Jenna’s face lights up. “Incredible! I know I’m only a junior designer at the firm, but I already have five clients of my own. According to my boss, I’m the first junior designer to advance this quickly. They seem really impressed with me!”

While I had stayed home after high school to work at my parents’ dry cleaners, Jenna went to Rhode Island School of Design to study interior design. My parents were thrilled that Jenna would be an inconvenient distance away. They also liked to point out that New York has three of the best design schools in the country, but Jenna didn’t go to any of them. I never told them that Jenna was accepted to Parsons and Pratt but had chosen to go to RISD instead. It wouldn’t have helped. If anything, they would have thought her decision to move two hundred miles away from her parents made her an even worse person than they originally thought.

After she graduated, Jenna had spent two years travelling the world and learning from interior designers in Paris, Moscow, Egypt, Australia, and a bunch of other exotic places. When she came back to New York last year, she was a shoe-in for a junior design position at the firm she’d interned for during college. They hired her in a heartbeat, and she’s been there ever since. It’s no surprise she’s climbing the ladder. They had wanted her to start working for them before she’d even had a diploma in hand.

“I’m really proud of you, Jenna. You’ve made your dreams come true. I envy you.”

She places a gentle hand on my arm. “You’ll get your chance, too. Just look at your designs! You’re untrained, but you’re still better than half of the designers out there.”

I roll my eyes. “You have to say that because you’re my best friend. I’ll probably be working at the dry cleaners until I die.”

Jenna cringes. “That’s still the plan? Even though you got a job at the tux store?”

“Still the plan.”

“I’m sorry, Maggie. I know how important design is to you.”
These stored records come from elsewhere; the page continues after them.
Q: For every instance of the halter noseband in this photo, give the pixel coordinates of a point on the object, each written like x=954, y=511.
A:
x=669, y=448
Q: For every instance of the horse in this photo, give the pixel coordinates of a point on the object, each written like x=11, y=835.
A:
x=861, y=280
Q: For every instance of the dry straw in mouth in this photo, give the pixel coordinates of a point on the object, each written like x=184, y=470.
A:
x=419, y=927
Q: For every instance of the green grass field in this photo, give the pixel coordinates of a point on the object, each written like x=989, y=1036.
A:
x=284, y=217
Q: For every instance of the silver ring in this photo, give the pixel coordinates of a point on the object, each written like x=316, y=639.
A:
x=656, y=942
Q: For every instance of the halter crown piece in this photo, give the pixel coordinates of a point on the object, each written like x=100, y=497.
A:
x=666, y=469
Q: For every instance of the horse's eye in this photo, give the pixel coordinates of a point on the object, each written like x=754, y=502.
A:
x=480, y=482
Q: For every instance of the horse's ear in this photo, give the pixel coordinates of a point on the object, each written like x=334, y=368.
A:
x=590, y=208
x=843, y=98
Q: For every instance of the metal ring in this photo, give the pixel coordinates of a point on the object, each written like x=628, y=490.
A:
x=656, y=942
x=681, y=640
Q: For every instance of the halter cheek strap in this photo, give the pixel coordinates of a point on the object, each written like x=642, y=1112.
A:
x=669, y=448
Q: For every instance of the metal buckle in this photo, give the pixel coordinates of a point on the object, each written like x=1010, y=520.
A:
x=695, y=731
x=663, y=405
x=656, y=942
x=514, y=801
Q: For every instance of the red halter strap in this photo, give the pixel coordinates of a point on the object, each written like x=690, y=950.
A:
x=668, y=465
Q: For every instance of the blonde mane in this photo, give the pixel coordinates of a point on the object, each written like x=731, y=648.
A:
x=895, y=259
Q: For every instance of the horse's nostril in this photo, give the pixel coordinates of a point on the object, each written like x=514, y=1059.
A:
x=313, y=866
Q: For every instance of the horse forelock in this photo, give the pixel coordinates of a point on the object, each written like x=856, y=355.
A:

She’s probably the only person on the planet who gets it. At least I can live vicariously through her.

“Let’s talk about something else.”

“Fine. I had a date last night.”

I sit up a bit straighter. “Yeah? How’d it go?”

“Absolutely awful!” she laughs. “We went to Piccoli Trattoria because he said I look like I must enjoy Italian food.”

“Hey! What’s that supposed to mean?”

She shrugs. “Hell if I know!” We both laugh. “So he made me meet him there instead of picking me up, which is whatever since it’s in Brooklyn and he’s from White Plains. I get there, and he opens the door, walks in, and lets it slam behind him without even pretending to hold it for me!”

“No!” I gasp.

“Yes!” she screams, struggling to contain her laughter. “It only went downhill from there. He ordered for me. Guess what he picked?”